The authors note that these data indicate that increased cardiovascular risk is present at 25-OH D levels (<15 ng/mL) compatible with at least moderate vitamin-D deficiency. They add that the present findings extend the results of smaller, cross-sectional studies that have examined the association between vitamin-D status and cardiovascular risk and have shown 25-OH D levels in individuals with MI, stroke, heart failure, and cardiovascular disease.

On the possible mechanisms, Wang et al point out that 1,25-OH D is involved in the regulation of the renin-angiotensin axis and putative vascular effects of vitamin D are wide-ranging and include modulation of smooth-muscle-cell proliferation, inflammation, and thrombosis.

They add that potential interaction between vitamin-D deficiency and hypertension suggested in this study fits in with the observation that both hypertension and vitamin-D deficiency may influence cardiac and vascular remodeling and with data suggesting that vitamin-D deficiency directly promotes the development of hypertension.

They point out that in small clinical trials, vitamin-D supplementation has promoted reductions in blood pressure, left ventricular hypertrophy, and inflammatory cytokines, although vitamin-D supplements were not associated with a reduction in cardiovascular events in the Women's Health Initiative.
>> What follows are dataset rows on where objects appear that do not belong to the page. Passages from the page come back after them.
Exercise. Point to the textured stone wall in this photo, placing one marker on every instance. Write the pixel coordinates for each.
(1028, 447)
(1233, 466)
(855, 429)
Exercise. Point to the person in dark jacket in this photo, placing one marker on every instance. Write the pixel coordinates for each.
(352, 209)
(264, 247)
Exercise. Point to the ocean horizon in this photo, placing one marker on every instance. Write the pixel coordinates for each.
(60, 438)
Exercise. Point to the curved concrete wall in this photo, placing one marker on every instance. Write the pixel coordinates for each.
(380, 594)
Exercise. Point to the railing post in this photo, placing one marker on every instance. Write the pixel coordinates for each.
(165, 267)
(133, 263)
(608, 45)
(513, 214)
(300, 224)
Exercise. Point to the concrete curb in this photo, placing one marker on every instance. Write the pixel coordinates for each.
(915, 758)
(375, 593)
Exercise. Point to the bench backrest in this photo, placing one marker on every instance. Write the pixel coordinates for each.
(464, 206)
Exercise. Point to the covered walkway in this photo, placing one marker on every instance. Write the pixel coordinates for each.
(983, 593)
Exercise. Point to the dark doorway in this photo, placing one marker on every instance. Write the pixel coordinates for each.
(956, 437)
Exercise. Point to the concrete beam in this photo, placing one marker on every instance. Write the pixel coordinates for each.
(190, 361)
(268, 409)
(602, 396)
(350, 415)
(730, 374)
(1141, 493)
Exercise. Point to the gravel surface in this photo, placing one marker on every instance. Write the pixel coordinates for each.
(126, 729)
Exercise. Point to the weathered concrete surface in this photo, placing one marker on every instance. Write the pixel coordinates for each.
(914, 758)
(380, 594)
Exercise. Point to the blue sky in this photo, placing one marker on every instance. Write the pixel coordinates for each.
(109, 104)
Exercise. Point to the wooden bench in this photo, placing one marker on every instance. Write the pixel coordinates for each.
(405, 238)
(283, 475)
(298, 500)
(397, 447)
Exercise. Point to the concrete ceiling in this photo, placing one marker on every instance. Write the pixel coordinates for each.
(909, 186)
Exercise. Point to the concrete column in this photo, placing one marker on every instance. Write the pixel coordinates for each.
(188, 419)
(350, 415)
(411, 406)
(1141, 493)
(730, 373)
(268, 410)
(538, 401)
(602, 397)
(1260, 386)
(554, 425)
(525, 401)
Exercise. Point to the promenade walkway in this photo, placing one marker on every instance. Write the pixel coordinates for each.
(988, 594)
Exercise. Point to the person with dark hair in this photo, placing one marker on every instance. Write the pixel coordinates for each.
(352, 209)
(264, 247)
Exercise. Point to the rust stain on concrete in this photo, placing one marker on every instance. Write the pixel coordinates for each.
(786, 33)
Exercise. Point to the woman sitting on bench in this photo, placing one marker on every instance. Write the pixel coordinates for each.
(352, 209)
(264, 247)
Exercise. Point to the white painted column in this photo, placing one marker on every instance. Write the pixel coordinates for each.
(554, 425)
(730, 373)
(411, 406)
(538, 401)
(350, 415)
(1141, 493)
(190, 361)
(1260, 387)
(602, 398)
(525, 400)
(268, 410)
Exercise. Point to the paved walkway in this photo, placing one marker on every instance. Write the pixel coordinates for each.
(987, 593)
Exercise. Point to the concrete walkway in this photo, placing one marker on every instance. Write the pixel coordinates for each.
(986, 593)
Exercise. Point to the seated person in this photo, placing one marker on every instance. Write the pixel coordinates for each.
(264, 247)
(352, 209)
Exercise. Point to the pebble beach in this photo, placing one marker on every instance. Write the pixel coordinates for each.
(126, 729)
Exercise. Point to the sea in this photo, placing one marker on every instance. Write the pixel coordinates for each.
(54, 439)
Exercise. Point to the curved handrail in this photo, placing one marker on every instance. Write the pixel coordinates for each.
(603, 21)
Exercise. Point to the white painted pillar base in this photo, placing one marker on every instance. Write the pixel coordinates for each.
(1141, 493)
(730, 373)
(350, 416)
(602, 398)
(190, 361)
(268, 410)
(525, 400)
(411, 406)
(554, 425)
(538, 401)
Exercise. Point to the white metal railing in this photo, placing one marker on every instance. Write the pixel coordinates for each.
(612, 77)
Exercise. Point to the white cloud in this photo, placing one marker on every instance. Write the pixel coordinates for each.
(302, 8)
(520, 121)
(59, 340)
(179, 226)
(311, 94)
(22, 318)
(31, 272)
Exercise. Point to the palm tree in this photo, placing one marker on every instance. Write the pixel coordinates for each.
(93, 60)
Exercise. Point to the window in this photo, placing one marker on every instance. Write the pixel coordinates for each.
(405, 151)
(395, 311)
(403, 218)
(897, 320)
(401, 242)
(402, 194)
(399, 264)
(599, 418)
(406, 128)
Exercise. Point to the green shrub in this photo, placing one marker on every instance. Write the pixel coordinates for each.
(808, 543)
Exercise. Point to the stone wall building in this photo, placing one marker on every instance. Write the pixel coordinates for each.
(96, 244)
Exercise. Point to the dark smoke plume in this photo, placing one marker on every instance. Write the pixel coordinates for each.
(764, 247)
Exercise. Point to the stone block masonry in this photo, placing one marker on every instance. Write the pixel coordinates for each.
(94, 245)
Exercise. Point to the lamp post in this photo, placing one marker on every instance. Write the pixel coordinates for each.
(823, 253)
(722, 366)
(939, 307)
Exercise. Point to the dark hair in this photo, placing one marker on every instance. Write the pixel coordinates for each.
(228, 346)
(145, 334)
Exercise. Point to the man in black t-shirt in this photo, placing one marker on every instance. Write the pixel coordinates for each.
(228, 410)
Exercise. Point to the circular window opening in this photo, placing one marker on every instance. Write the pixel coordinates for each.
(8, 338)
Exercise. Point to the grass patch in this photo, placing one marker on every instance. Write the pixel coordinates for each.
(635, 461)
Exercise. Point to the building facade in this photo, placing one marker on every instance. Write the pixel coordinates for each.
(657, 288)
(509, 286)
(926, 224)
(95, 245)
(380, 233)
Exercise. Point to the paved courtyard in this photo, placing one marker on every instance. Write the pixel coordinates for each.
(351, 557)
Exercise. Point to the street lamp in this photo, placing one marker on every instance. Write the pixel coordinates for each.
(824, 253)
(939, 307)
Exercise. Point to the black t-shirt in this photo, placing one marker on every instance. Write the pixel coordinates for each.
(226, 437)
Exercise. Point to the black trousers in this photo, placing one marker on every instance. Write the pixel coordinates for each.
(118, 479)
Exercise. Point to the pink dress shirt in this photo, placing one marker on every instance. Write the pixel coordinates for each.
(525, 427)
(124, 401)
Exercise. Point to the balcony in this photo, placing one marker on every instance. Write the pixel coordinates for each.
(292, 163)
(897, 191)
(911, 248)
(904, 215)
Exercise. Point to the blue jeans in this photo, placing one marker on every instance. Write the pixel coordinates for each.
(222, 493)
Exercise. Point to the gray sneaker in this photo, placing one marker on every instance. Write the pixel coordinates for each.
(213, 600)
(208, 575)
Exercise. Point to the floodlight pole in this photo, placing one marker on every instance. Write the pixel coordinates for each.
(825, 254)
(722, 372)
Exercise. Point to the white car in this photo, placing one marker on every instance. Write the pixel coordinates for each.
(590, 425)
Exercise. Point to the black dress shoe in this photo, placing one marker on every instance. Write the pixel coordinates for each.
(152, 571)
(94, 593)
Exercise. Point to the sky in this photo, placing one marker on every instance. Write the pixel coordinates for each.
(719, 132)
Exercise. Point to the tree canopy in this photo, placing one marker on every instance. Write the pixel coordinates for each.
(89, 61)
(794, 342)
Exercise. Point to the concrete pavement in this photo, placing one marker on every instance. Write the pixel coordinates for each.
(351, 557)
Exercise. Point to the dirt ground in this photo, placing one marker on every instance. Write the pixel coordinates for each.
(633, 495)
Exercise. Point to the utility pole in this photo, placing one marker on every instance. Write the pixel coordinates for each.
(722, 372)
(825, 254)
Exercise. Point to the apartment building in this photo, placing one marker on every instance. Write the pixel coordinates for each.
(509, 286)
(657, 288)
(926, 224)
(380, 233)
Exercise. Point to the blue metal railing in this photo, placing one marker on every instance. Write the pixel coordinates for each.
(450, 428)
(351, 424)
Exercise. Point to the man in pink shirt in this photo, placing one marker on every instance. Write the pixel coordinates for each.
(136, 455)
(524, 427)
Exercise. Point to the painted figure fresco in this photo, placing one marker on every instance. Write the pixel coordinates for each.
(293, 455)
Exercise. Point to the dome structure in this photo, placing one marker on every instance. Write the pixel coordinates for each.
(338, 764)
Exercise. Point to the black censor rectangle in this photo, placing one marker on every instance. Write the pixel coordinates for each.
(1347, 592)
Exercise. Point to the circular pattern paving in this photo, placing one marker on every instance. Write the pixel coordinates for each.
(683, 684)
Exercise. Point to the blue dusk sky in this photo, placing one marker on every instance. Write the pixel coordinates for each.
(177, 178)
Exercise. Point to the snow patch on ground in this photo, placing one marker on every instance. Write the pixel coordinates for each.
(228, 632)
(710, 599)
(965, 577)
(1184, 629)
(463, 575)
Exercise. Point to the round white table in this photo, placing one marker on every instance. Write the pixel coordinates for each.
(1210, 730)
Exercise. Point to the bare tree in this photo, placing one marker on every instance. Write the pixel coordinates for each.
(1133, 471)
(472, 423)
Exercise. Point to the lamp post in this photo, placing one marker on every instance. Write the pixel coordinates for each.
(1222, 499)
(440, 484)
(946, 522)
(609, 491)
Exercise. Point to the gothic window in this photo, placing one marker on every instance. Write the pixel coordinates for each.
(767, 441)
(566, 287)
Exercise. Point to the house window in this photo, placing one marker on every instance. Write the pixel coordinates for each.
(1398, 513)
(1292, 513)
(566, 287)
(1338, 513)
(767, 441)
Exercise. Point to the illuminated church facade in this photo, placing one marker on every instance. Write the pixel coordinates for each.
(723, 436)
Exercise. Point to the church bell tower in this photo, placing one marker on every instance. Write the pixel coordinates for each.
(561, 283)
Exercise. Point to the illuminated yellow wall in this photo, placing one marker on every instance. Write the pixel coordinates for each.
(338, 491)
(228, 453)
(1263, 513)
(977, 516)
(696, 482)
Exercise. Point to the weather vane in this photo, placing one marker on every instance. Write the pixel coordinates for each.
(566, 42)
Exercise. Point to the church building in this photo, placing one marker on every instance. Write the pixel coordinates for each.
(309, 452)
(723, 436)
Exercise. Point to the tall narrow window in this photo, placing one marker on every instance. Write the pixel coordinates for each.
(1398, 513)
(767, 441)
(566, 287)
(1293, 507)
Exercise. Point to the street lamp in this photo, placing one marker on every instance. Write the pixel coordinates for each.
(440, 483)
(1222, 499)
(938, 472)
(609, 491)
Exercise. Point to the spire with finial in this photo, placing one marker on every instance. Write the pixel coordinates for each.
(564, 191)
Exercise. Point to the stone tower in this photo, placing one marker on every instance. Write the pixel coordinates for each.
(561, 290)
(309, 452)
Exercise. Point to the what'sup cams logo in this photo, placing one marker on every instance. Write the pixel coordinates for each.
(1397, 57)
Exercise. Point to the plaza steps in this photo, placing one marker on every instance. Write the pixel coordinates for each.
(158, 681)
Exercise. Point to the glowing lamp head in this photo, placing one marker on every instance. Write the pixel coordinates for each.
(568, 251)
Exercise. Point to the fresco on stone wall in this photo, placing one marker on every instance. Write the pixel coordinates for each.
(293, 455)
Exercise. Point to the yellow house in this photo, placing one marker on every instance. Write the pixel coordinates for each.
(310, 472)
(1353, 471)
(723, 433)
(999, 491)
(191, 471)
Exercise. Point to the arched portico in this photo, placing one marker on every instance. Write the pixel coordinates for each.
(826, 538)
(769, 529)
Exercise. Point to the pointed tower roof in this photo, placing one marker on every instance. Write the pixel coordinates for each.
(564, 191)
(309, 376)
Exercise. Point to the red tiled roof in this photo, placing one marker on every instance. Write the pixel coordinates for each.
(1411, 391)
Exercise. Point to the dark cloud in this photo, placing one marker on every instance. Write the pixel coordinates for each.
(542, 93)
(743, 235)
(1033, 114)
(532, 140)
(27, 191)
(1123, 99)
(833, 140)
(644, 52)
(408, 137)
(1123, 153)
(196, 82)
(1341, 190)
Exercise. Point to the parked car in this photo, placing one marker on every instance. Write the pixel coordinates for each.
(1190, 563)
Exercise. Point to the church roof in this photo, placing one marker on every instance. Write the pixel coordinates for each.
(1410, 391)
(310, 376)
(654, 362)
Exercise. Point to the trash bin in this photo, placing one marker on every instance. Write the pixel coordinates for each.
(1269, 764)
But they add that the Women's Health Initiative was a fracture-prevention trial and was not designed to evaluate cardiovascular risk; the dose of vitamin D used was far below the amount necessary to correct vitamin-D deficiency; patients in the placebo arm were also allowed to take vitamin-D supplements, which could have masked any benefit; and the trial did not address whether vitamin-D supplementation benefited individuals with vitamin-D deficiency, because enrollment was performed irrespective of vitamin-D status. They note, however, that vitamin D did appear to reduce cardiovascular risk in obese individuals, who are prone to endogenous vitamin-D deficiency, and also in those with multiple coronary risk factors.